Attenti alla desertificazione (immaginaria)

Non ne posso più dell’allarmismo ambientalista. Non passa giorno senza che qualcuno si svegli e annunci catastrofi e disastri globali. L’ultimo è di pochi giorni fa: la Sicilia è a rischio desertificazione, dice un professore dell’Università di Catania. Gli invasi sono sotto il 10 per cento della loro capienza massima e le piogge dei giorni scorsi sono anomale ed eccezionali, concentrate solo in alcune zone della regione e a volte la quantità di acqua che si riversa in poche ore è quella di sei mesi.
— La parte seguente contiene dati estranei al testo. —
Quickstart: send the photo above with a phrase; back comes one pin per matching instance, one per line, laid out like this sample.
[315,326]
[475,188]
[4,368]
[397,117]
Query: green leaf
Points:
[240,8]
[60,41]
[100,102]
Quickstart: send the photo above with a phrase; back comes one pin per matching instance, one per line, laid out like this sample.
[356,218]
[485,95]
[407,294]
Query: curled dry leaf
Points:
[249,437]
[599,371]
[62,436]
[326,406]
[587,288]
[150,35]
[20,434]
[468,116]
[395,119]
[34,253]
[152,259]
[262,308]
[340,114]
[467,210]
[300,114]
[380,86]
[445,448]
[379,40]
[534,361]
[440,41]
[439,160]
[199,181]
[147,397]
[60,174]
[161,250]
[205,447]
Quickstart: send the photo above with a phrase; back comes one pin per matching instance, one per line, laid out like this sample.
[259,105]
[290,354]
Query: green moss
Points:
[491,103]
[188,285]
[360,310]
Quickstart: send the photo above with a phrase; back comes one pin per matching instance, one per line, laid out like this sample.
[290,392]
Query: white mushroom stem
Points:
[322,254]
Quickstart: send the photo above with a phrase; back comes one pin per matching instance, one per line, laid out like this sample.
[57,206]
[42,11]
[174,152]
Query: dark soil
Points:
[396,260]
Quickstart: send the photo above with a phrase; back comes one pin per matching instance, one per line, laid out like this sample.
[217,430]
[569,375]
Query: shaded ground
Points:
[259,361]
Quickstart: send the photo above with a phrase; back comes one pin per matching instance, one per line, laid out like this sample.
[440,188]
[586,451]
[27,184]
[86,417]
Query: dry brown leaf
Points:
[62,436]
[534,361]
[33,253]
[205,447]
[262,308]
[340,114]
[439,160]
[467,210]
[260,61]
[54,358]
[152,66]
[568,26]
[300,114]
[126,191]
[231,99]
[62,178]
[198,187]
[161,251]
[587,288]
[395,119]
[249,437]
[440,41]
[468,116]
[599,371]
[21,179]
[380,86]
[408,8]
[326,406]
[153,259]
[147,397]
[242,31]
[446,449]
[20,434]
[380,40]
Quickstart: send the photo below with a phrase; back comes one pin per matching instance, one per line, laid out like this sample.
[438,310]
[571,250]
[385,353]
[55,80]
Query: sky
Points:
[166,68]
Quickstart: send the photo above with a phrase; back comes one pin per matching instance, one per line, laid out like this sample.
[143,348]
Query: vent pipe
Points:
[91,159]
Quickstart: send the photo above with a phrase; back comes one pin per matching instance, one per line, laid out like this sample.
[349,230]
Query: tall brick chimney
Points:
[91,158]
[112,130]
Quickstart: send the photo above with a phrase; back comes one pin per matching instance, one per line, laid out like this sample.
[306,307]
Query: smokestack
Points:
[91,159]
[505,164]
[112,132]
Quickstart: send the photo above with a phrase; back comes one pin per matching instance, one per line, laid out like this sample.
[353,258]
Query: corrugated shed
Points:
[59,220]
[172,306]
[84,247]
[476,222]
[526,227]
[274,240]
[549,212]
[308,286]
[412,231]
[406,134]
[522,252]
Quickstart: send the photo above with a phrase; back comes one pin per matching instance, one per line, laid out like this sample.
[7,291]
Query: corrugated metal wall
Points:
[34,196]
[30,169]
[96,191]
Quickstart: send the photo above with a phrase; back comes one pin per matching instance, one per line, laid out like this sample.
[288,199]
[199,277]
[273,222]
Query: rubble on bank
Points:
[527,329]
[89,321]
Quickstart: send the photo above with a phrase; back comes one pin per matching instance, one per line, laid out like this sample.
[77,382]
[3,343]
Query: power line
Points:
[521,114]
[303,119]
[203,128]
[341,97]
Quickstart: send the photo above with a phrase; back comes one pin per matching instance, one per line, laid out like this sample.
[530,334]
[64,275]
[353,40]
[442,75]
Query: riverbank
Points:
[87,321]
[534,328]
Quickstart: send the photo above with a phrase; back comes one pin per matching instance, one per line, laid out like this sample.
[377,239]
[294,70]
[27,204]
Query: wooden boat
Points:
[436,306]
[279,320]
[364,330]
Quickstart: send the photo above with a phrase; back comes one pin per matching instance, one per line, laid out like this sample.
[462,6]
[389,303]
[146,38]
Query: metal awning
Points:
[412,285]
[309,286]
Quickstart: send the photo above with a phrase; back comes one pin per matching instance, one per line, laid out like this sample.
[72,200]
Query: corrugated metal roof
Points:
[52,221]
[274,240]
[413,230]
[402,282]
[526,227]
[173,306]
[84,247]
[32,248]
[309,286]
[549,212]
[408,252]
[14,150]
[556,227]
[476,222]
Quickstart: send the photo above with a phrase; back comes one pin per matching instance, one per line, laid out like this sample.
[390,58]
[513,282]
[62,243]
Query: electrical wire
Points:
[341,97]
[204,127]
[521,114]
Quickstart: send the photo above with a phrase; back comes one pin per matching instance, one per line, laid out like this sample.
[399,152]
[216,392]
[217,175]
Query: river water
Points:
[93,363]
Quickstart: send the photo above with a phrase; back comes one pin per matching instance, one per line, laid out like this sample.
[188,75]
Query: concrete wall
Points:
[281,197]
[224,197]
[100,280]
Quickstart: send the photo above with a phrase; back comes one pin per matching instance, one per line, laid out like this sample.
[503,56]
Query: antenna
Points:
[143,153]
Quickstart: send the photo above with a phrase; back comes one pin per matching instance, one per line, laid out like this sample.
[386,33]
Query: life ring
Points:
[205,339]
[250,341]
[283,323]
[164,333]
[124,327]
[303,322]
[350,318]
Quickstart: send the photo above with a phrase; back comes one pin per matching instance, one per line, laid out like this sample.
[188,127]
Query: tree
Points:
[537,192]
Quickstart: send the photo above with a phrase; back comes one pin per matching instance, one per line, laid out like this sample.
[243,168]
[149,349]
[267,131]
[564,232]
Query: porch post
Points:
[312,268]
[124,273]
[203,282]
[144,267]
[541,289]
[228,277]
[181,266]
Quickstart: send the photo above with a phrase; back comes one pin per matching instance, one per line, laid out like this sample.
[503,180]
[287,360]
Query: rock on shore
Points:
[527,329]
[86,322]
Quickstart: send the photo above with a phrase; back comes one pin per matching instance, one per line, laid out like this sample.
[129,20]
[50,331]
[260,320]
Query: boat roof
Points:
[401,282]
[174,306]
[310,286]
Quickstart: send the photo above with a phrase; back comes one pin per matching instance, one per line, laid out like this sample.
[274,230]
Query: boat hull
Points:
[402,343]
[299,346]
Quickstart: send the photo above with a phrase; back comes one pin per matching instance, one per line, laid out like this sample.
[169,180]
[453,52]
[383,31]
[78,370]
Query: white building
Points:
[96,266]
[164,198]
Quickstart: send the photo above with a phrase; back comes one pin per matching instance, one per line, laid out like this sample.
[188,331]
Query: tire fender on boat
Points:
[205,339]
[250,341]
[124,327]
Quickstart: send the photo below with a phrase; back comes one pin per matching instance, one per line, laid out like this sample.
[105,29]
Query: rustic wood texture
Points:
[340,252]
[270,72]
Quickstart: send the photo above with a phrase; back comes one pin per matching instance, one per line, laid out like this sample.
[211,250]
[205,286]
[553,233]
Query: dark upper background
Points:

Conclusione: si rischiano danni alle colture agrumicole e olivicole, ma anche alle attività zootecniche legate ai pascoli.

La scarsità di piogge in alcune aree e l’eccesso in altre per effetto del cambiamento climatico, porta la Sicilia verso scenari di aridità, è la sentenza. «A settembre» scrive il Corriere della Sera «alcuni ricercatori dell’Università di Catania hanno registrato la moria di numerose querce, alberi dominanti della macchia mediterranea. E gli agricoltori in pieno autunno sono stati costretti a irrigare gli agrumi».

Non so quante piante siano morte a settembre, tuttavia so quali sono l’estensione boschiva della Sicilia e il territorio coltivato, perché l’Istat e la Regione fanno periodiche rilevazioni. Cominciamo dall’inventario forestale. Una relazione del maggio 2020 mette a confronto i dati del patrimonio boschivo al momento dell’istituzione dell’autonomia dell’isola (1947) con le più recenti rilevazioni. In totale, si passa da 102 mila ettari, pari al 4 per cento della superficie totale, a 221 mila ettari. Mica male per una regione che rischia la desertificazione. Nel dettaglio il rapporto ci spiega che «in tempi recenti, un significativo incremento del bosco è stato determinato dalla ricolonizzazione di aree boschive abbandonate, soprattutto dei frutteti». Ma soprattutto, ci dice che i rimboschimenti rappresentano da soli il 36 per cento del totale. Dunque, avere un esercito di forestali in Sicilia (pare siano 16 mila, poco meno di quelli impiegati in Canada) non è stato inutile. «Prescindendo dai rimboschimenti» ci illustra la relazione del 2020, «le specie più diffuse sul territorio regionale sono quelle di genere Quercus: in primo luogo le querce caducifoglie submontane, mesofile ma anche termomesofile, a seguire quelle sempreverdi mediterranee». Può darsi che, come ci informa il Corriere, si registri una moria di numerose querce, ma a meno che non siano morte nell’ultimo anno, al momento non pare esserci traccia di desertificazione. Anzi.

E veniamo al secondo allarme, per cui sarebbero a repentaglio le produzioni agricole e zootecniche. È appena uscito un dettagliato rapporto sul settore in Sicilia a cura del Crea, il Consiglio per la ricerca in agricoltura e l’analisi dell’economia agraria. Sono un centinaio di pagine, ma il succo è che le coltivazioni nell’isola sono in aumento. La fotografia dell’andamento del sistema agroindustriale regionale, infatti, mostra un settore in crescita del 4 per cento rispetto alla media del periodo 2013-2022. Nella sintesi di pagina 26 si legge: «Il valore della produzione a prezzi base del settore agricoltura, silvicoltura e pesca in Sicilia nel 2023 è aumentato di quasi 7 punti percentuali rispetto al 2021. Tra le coltivazioni agricole, nel corso del 2023, cresce per il secondo anno consecutivo il valore della produzione degli agrumi (23,8 per cento rispetto al 2022 e 26,5 tra il 2021 e 2022) e delle coltivazioni legnose (+12 per cento). La produzione olivicola aumenta del 19 per cento, mentre tra i prodotti della zootecnia la crescita maggiore si registra per uova (+15,3 per cento), latte (+9,7) e miele (+9)».

Desertificazione? A rischio le colture agrumicole, olivicole e le attività zootecniche? A leggere i dati non si direbbe. Certo, se poi si vuol fare il discorso degli invasi che risalgono al secolo scorso, delle condutture che perdono acqua da tutte le parti e condannano spesso i siciliani ai rubinetti a secco, si può essere d’accordo, ma l’idea che il cambiamento climatico stia trasformando la Sicilia nel Sahara non sembra proprio corrispondere alla realtà. Semmai pare rispondere all’esigenza di trovare nel surriscaldamento globale la colpa di ogni cosa, oltre che uno strumento straordinario per ottenere visibilità e giustificare tutto: pure l’aumento del prezzo dei servizi e la necessità di sostituire macchine e caldaie con altre più rispettose dell’ambiente. E, guarda caso, anche più costose.